For a few months now, I’ve the pleasure of participating in Lisa Jo Baker’s Five Minute Friday blogging challenge. Every Friday, a group of eclectic bloggers turn off our inner critics and perfectionists and just write for five minutes straight. Zero editing. Just a stream of consciousness free for all. And then we all link up and encourage each other. To learn more about Five Minute Friday and how you can participate click here.
This Friday’s topic is AFTER.
I thought that after I moved, it would all make sense. The burnout, the
restlessness, the ache in my heart to live in a foreign country that never went away.
Then, after I got settled, I would be happy.
After I made more friends, I would feel home.
After I set a schedule, I’d feel peace.
After I started a new job, I’ve feel engaged and connected and alive.
But it wasn’t so.
It’s not that I’m not happy, it’s just that I’m still waiting for the AFTER.
After I get in shape, I’ll be happy with my body.
After I go to Spanish school, I’ll be fluent and confident and no-longer-shy.
After I write, I’ll feel accomplished.
After I pray, I’ll be at peace.
But the AFTER never comes.
The waiting-for-something-better becomes a trap. A prison. A recipe for discontent.

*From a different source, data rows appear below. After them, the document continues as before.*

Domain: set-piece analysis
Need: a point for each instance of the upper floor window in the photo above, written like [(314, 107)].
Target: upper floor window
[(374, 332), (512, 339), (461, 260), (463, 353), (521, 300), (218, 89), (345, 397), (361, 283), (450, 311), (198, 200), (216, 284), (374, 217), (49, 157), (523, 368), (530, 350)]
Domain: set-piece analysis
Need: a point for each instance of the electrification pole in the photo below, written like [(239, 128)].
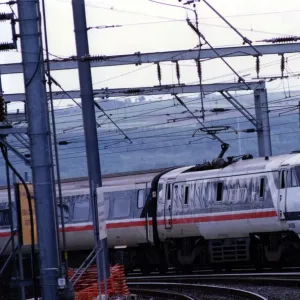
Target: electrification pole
[(262, 116), (39, 131), (90, 130)]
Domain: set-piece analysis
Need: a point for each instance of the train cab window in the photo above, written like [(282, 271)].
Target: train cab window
[(140, 198), (121, 206), (262, 188), (219, 191), (282, 179), (81, 211), (186, 195), (294, 181), (65, 207)]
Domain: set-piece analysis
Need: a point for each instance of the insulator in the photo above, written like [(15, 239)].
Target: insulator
[(5, 17), (134, 91), (159, 73), (282, 64), (257, 66), (199, 69), (178, 71), (2, 109)]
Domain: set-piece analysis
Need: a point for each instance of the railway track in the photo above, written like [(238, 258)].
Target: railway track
[(270, 286)]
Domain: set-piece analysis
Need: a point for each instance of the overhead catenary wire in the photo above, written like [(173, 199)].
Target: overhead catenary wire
[(4, 154)]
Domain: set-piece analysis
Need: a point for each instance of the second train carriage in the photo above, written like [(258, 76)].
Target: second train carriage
[(236, 211)]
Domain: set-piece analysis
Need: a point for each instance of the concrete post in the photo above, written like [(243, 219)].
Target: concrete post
[(262, 116), (39, 131), (90, 130)]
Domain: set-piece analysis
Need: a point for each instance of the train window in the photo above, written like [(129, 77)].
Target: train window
[(297, 171), (140, 196), (186, 195), (81, 211), (4, 218), (121, 206), (262, 188), (168, 191), (219, 191), (65, 207), (282, 181)]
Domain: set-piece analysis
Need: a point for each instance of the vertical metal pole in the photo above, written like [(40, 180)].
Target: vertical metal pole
[(91, 139), (38, 130), (262, 116)]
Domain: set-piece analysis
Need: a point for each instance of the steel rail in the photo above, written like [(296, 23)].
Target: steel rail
[(207, 289)]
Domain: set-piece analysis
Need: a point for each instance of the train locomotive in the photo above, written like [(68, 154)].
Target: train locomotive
[(229, 212)]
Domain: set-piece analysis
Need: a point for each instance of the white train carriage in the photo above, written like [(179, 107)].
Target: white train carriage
[(227, 212), (249, 208)]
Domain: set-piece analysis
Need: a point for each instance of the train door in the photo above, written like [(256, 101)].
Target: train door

Because life isn’t in the AFTER. God isn’t in the AFTER.
Life is HERE, right now. God is HERE, right now.
In the flowers on my table. In the words I tap-tap-type.
That’s the idea of GRATITUDE. The awakening of joy in the current moment.
So I surrender my clinging to the AFTER. This unfreedom of waiting. The discontent of a life disjointed into BEFORE and AFTER.
I forget the BEFORE and AFTER. I open my eyes to the HERE.